Search code examples
xsltnewlineline-breaks

How do i remove all linebreaks?


I have something like this:

<node TEXT="   txt A   "/>
<node TEXT="

       txt X

"/>
<node>
   <html>
      <p>
        txt Y
      </p>
   </html>
</node>
<node TEXT="txt B"/>

and i want to use XSLT to get this:

txt A
txt X
txt Y
txt B

I want to strip all useless whitespaces and linebreaks of @TEXT's and CDATA's.
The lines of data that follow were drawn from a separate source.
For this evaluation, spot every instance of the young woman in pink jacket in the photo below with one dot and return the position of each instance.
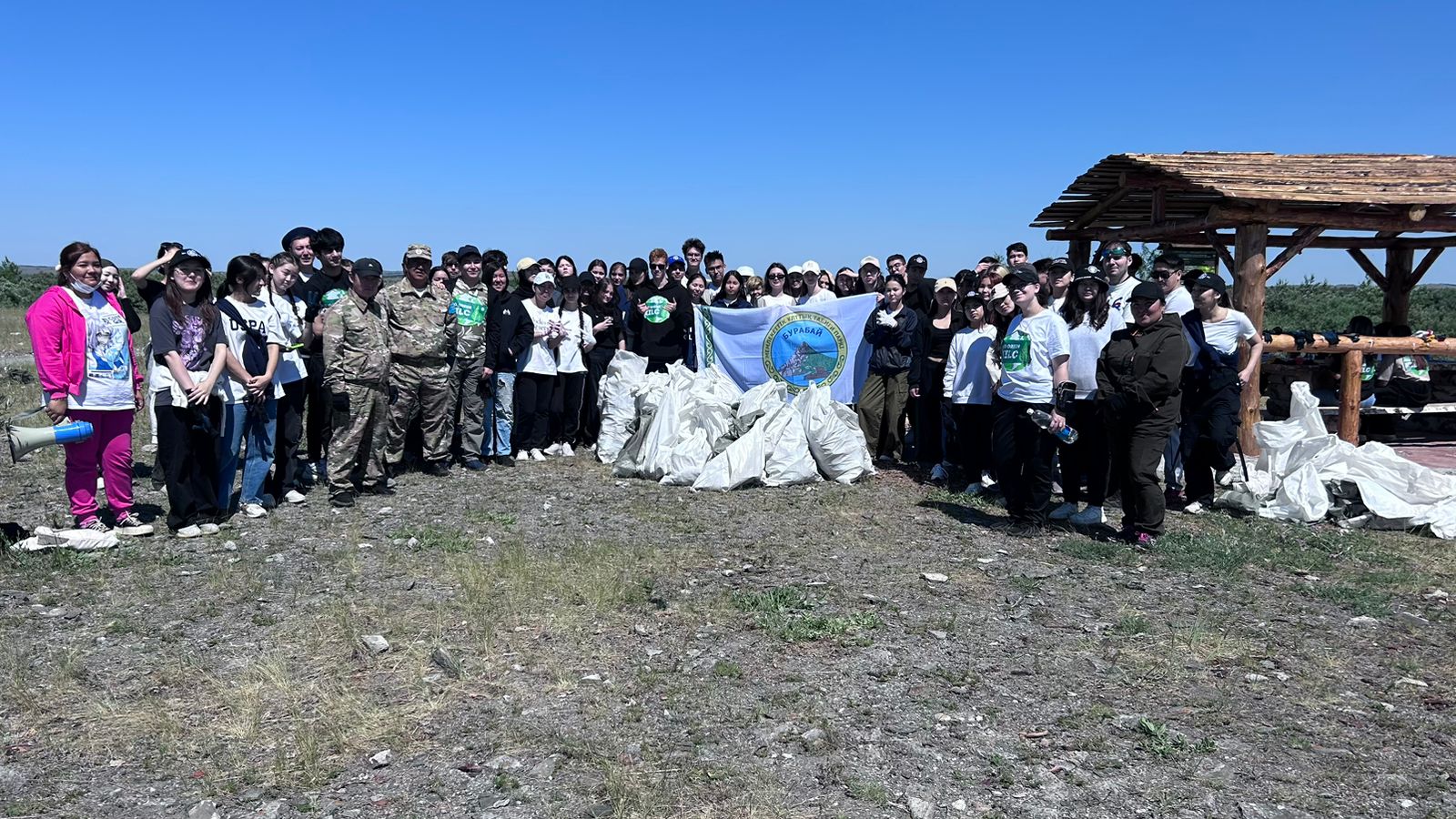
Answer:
(87, 372)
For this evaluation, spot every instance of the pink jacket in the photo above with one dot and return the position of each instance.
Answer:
(58, 341)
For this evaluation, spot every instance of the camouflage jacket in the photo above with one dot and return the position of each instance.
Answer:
(356, 341)
(420, 324)
(470, 307)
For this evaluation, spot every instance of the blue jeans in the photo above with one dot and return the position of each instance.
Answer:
(258, 423)
(500, 410)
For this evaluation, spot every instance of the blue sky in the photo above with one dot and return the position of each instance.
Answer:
(775, 131)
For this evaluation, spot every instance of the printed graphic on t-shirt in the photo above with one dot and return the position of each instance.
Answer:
(1016, 353)
(468, 309)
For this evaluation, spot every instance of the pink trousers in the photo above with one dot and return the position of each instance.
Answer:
(109, 448)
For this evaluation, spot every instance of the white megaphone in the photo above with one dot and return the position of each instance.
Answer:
(24, 440)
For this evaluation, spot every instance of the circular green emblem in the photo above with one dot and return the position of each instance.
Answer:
(804, 347)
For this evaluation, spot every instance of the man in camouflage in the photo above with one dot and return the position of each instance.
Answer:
(470, 305)
(356, 376)
(421, 331)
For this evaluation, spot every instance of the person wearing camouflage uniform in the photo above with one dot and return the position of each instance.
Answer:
(356, 376)
(421, 331)
(468, 305)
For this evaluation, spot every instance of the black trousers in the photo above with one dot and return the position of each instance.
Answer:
(286, 445)
(320, 428)
(531, 410)
(565, 409)
(973, 439)
(1138, 450)
(1023, 452)
(1087, 458)
(187, 450)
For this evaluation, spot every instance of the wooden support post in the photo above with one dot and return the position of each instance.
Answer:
(1397, 285)
(1249, 244)
(1350, 397)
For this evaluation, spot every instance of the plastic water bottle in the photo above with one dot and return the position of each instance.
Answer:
(1043, 420)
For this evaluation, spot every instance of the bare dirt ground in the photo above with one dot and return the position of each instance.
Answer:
(564, 643)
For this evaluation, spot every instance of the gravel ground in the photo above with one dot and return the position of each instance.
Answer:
(565, 643)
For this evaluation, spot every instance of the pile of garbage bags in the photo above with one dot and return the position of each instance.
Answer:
(1308, 474)
(703, 430)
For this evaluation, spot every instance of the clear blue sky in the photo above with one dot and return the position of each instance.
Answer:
(771, 130)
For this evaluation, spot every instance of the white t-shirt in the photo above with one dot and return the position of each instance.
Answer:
(1120, 299)
(1178, 302)
(1026, 353)
(970, 372)
(568, 354)
(264, 321)
(1087, 349)
(290, 363)
(108, 358)
(539, 358)
(1223, 334)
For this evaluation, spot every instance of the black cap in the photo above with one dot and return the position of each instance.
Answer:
(1149, 290)
(368, 267)
(1026, 273)
(1092, 271)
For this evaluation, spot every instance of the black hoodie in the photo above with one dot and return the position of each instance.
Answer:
(662, 339)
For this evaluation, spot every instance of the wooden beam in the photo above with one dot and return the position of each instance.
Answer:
(1426, 264)
(1223, 252)
(1249, 296)
(1369, 267)
(1101, 207)
(1397, 307)
(1302, 239)
(1330, 219)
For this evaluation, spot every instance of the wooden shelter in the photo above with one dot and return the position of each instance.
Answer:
(1245, 201)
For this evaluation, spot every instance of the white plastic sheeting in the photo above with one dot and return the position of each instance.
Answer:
(701, 430)
(1308, 474)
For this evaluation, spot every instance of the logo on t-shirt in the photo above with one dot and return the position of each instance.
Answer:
(1016, 353)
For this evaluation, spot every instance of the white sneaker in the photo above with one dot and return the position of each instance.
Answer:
(1063, 511)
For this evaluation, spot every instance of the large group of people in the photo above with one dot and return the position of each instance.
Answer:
(306, 372)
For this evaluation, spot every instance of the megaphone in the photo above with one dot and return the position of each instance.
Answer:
(24, 440)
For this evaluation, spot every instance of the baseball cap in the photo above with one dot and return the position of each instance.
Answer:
(368, 267)
(1026, 274)
(1149, 290)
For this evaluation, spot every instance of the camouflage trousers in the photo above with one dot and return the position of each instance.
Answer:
(424, 389)
(360, 416)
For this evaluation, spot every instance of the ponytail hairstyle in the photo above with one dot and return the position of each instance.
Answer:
(72, 254)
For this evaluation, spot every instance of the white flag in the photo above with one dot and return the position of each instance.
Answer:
(820, 343)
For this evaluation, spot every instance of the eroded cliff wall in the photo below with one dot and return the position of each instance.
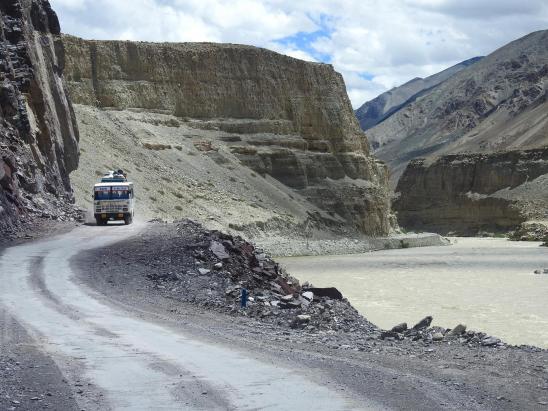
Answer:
(466, 194)
(279, 116)
(38, 133)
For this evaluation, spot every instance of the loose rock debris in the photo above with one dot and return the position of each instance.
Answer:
(211, 268)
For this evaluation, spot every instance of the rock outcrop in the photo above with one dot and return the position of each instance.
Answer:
(280, 116)
(468, 194)
(383, 106)
(38, 133)
(499, 103)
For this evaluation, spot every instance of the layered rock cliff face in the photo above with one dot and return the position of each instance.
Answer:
(383, 106)
(467, 194)
(498, 103)
(278, 116)
(38, 133)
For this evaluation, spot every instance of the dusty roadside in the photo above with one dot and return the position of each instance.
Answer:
(159, 285)
(29, 378)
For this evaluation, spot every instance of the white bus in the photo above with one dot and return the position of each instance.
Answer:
(113, 199)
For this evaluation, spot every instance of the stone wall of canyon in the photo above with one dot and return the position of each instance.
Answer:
(279, 116)
(468, 194)
(38, 133)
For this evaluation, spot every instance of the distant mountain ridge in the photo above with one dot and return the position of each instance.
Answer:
(380, 108)
(498, 103)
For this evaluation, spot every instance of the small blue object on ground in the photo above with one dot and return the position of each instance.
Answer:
(243, 299)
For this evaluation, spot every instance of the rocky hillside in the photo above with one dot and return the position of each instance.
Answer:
(383, 106)
(226, 134)
(38, 133)
(499, 103)
(467, 194)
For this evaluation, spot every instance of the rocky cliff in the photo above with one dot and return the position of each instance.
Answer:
(466, 194)
(240, 106)
(38, 133)
(498, 103)
(383, 106)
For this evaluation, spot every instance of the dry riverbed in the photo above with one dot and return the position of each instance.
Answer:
(487, 283)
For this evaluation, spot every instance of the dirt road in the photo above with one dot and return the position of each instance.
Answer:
(116, 360)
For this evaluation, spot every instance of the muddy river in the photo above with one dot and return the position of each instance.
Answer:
(487, 284)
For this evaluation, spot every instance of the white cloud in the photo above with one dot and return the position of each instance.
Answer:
(392, 41)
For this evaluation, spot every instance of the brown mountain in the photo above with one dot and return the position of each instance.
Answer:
(499, 103)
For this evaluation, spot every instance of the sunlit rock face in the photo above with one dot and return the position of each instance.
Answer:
(286, 118)
(472, 193)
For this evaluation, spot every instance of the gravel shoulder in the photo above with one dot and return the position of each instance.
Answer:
(394, 374)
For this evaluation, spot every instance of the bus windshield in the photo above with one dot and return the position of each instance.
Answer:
(102, 194)
(112, 193)
(119, 194)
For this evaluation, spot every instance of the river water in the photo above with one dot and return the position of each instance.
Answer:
(486, 283)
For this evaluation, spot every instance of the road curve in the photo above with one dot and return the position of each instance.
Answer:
(123, 362)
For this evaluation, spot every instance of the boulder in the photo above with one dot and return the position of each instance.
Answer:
(424, 323)
(329, 292)
(458, 330)
(400, 328)
(490, 341)
(219, 250)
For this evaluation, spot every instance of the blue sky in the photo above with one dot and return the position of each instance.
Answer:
(375, 44)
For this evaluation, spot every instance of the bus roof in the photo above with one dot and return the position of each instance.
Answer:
(126, 184)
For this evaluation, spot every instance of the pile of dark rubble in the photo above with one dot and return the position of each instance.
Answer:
(429, 335)
(214, 268)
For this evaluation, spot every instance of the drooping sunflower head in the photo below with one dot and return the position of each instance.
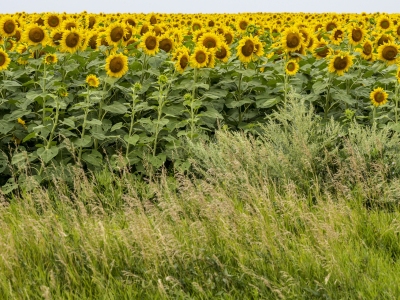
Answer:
(182, 62)
(246, 49)
(292, 39)
(4, 60)
(210, 40)
(50, 59)
(356, 35)
(52, 21)
(223, 53)
(150, 43)
(115, 33)
(292, 67)
(384, 23)
(340, 63)
(166, 43)
(116, 65)
(388, 52)
(200, 57)
(378, 97)
(71, 40)
(35, 34)
(8, 26)
(92, 80)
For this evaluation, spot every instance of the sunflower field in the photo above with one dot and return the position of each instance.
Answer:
(91, 89)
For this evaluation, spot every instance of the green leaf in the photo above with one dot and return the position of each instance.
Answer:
(47, 154)
(116, 108)
(29, 136)
(94, 158)
(131, 139)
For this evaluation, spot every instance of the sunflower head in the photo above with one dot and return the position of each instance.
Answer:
(378, 97)
(340, 63)
(4, 60)
(388, 52)
(292, 67)
(92, 80)
(50, 59)
(116, 65)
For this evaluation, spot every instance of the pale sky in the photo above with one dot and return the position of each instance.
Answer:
(200, 6)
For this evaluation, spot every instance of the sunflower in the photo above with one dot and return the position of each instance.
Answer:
(337, 36)
(321, 49)
(52, 21)
(166, 43)
(92, 80)
(35, 35)
(384, 23)
(356, 35)
(50, 59)
(292, 39)
(115, 33)
(4, 60)
(367, 50)
(116, 65)
(8, 26)
(223, 53)
(182, 62)
(246, 49)
(388, 53)
(378, 96)
(210, 40)
(71, 40)
(150, 43)
(292, 67)
(340, 63)
(200, 57)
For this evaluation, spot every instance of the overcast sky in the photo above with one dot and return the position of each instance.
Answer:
(200, 6)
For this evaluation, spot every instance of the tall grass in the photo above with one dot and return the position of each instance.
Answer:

The only XML-input that is giving structure to the output are the <node>-tags.


Solution

  • The following transformation:

    <xsl:stylesheet version="1.0" xmlns:xsl="http://www.w3.org/1999/XSL/Transform">
    <xsl:output method="text"/>
    
    <xsl:template match="*">
      <xsl:apply-templates select="@TEXT | node()"/>
    </xsl:template>
    
    <xsl:template match="node/@TEXT | text()">
      <xsl:if test="normalize-space(.)">
        <xsl:value-of select=
         "concat(normalize-space(.), '&#xA;')"/>
      </xsl:if>
    
      <xsl:apply-templates />
    </xsl:template>
    
    </xsl:stylesheet>
    

    when applied against this XML document

    <t>
    <node TEXT="   txt A   "/>
    <node TEXT="       txt X"/>
    <node>
        <html>
            <p>        txt Y      </p>
        </html>
    </node>
    <node TEXT="txt B"/>
    </t>
    

    produces the wanted result:

    txt A
    txt X
    txt Y
    txt B

    Do note the use of the standard XPath function normalize-space(), which strips off all leading and trailing spaces and replaces every sequence of other spaces with just one space.